Novikov’s own work is well represented with his ‘fabric’ paintings, velvet and silk hangings set with classical images. In The Lost Ideals he encapsulates the philosophy of Neo-Academism – the nude boy with his olive branch, placed at the centre of the fabric, framed in gold thread; beautiful, and yet giving to the whole the effect of something no longer at the forefront of our minds.
Neo-Academists Oleg Maslov and Victor Kuznetsov have worked together since 1993, and have produced some striking works. Price of a Head – oil on canvas – is reminiscent of some of their earlier works like The New Satiricon, in which they photographed themselves in theatrical poses wearing Venetian masks and wedge-heeled shoes in a series of composed frames. One is reminded of Caravaggio’s (1571 – 1610) paintings with his pouting boys and masses of fruit and flowers. Their work is deliberately kitsch and irreverent, but the fun they poke at classical art is not without intention – it is preservation through innovation.
Stanislav Makarov, another member of the Neo-Academists and a student of Timur Novikov in the early 1990’s, is another artist to look out for in this exhibition. In 2003 he participated in a project entitled “Angels of Petersburg”, which was done on behalf of the New Academy of Fine Arts. The photographs depict the heavy statues of the angels on St Isaac’s Cathedral in St Petersburg. The artist shows these immobile, almost reticent figures clashing with the receding panorama of the city in the background. Makarov’s angels watch silently and unchangingly over the ever-changing space around them.

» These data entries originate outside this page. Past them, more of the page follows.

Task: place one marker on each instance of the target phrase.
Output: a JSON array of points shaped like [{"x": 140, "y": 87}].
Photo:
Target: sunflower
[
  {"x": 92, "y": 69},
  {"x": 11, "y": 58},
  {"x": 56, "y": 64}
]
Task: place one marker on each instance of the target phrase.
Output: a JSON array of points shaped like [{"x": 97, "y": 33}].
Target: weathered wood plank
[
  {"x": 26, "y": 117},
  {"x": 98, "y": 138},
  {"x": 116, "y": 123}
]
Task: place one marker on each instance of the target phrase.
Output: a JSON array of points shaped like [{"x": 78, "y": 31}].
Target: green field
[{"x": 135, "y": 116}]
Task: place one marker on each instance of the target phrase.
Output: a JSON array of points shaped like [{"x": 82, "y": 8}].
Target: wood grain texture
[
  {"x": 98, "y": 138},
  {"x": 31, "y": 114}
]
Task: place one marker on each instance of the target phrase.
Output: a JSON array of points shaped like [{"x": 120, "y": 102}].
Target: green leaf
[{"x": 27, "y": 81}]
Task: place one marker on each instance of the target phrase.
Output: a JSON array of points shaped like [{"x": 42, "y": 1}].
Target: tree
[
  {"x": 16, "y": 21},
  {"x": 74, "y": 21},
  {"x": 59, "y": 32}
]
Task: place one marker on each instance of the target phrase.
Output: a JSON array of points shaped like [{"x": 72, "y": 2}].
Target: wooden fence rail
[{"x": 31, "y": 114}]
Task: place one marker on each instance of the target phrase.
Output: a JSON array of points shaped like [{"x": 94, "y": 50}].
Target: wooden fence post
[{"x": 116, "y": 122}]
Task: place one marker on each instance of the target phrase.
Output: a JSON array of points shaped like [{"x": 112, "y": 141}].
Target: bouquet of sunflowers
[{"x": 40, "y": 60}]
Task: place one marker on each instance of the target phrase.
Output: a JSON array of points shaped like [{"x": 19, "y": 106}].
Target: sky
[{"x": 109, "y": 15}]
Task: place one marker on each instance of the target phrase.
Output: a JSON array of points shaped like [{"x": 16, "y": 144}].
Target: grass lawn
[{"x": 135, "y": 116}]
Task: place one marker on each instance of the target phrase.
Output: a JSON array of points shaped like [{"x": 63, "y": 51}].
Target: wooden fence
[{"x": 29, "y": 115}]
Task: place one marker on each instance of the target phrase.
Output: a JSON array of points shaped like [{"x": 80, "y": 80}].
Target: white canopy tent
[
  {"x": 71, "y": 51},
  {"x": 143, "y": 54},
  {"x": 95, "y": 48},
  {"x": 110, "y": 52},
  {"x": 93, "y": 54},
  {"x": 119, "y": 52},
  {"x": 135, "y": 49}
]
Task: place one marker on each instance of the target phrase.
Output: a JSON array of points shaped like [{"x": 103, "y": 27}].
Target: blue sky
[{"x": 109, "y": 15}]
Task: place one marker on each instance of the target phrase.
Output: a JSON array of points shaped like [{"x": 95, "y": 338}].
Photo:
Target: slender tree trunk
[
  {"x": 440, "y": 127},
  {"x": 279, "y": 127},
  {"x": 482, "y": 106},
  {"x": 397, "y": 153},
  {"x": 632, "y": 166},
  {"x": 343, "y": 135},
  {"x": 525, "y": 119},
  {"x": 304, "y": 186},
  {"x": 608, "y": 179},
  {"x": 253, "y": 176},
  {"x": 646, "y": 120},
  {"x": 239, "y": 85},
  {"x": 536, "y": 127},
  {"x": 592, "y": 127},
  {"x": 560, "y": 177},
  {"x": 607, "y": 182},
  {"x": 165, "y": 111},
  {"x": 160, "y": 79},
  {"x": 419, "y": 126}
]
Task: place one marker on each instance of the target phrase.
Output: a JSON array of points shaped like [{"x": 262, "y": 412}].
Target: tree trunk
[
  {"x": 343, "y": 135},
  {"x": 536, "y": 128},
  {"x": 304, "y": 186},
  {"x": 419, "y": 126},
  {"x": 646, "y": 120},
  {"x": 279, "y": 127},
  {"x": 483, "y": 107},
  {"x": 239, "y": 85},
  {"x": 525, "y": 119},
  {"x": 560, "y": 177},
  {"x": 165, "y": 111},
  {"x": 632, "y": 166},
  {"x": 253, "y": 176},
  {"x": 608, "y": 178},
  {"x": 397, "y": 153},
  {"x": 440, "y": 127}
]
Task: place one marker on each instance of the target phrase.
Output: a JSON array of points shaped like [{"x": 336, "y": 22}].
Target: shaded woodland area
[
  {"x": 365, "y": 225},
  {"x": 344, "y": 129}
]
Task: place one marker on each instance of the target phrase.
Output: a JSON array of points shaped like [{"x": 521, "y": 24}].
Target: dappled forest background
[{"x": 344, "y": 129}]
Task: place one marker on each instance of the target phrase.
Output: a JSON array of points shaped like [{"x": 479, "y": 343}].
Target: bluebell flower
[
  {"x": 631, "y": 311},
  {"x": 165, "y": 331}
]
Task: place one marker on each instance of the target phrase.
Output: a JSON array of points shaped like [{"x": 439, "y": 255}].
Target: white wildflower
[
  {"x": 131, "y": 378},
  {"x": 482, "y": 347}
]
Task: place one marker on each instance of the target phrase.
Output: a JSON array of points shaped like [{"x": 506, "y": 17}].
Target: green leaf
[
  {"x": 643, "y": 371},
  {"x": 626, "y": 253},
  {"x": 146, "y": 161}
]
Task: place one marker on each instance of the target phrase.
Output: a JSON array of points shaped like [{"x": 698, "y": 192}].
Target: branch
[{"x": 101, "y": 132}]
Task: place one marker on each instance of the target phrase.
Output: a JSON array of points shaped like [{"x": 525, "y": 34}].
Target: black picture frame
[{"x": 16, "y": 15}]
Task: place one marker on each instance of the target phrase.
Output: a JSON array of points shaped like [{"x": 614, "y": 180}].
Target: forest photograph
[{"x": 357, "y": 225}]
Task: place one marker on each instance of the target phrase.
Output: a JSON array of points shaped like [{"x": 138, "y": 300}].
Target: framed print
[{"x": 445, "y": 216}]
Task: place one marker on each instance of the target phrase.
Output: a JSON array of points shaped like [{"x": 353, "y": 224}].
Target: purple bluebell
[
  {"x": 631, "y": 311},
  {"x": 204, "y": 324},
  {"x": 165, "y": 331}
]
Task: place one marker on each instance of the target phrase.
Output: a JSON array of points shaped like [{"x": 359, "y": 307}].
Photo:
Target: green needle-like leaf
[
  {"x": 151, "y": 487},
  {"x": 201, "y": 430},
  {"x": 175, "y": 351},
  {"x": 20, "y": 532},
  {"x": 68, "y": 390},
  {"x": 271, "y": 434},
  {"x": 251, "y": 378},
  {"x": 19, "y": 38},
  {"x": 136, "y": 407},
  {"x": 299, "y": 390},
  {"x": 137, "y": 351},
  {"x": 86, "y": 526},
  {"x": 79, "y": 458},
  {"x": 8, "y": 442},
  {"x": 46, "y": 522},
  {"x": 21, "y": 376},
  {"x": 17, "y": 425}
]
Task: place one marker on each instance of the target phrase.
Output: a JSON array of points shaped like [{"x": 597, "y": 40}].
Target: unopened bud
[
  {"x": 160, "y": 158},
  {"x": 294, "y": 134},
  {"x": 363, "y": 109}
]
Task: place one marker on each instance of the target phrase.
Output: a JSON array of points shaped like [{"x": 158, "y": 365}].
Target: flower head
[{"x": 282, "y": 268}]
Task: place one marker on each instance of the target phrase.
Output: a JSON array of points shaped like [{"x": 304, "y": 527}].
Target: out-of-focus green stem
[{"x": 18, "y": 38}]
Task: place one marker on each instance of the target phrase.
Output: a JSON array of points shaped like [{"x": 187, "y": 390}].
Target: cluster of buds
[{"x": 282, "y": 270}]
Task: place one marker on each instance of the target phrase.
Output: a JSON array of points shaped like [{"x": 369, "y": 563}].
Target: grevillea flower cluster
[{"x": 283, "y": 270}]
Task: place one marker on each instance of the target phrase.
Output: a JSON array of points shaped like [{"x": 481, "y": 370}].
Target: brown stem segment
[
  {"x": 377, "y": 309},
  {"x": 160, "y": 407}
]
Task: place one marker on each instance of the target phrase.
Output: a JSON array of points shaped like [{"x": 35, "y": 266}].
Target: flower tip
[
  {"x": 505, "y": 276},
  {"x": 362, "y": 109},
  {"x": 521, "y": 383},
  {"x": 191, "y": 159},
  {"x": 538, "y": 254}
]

It is this thematic mix of the classical with the contemporary which makes the RuArts Gallery itself such an appropriate space for the exhibition. The gallery is located in the historic Ostozhenka district of old Moscow, where it rubs shoulders with the Pushkin Fine Arts Museum and the Museum of Private Collections. Yet with its spare interior of glass, stainless steel and cement, it is the new kid on the block, and here the works of the Neo-Academists seem very much at home.
Neoclassicism Part I
When: Through September 15, Tues–Sat 12.00–20.00
Where: RuArts, 10 1st Zachatyevsky Per.